Draft Constitution: Army Autonomy & Greater Secularism
BMI View : Egypt's draft constitution is another tentative step towards a return to an elected government and underlines our view that the worst of the political crisis in the country has passed. The proposed constitution, if passed, will increase the secular nature of government and enshrine the independence of the army.
Egypt's draft constitution is another tentative step towards a return to an elected government and underlines our view that the worst of the political crisis in the country has passed. The date of the referendum on the constitution has yet to be confirmed but is likely to be at the end of January, with parliamentary and presidential elections following in Q214. Whilst, there is a significant likelihood for protests at the time of each vote, we believe that on the whole these votes will mark steady progress back towards a popularly elected regime and a reduction in political risks. The order of parliamentary and presidential elections has not been decided and there is a chance that presidential elections will be held first. This is a relatively significant change and answers concerns that the new parliament is likely to be highly fragmented and thus the election of a president first would ensure greater political stability.

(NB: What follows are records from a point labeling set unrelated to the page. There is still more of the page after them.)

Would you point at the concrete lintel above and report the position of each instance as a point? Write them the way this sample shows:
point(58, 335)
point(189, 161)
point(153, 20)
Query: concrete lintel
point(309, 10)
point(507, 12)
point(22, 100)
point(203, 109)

The draft constitution marks a significant break from the previous version under the Muslim Brotherhood, particularly regarding the role of Islam and the army. The draft allows military trials for civilians and avoids scrutiny of the arm's spending by listing its budget as a single entry in the national accounts. In addition, over the next eight years, a council of top commanders will have to approve the defence minister. A final key development is putting the army in a position where they are almost outside of politics, with the government decreeing that Egyptian soldiers will not be required to swear loyalty directly to the president of the country.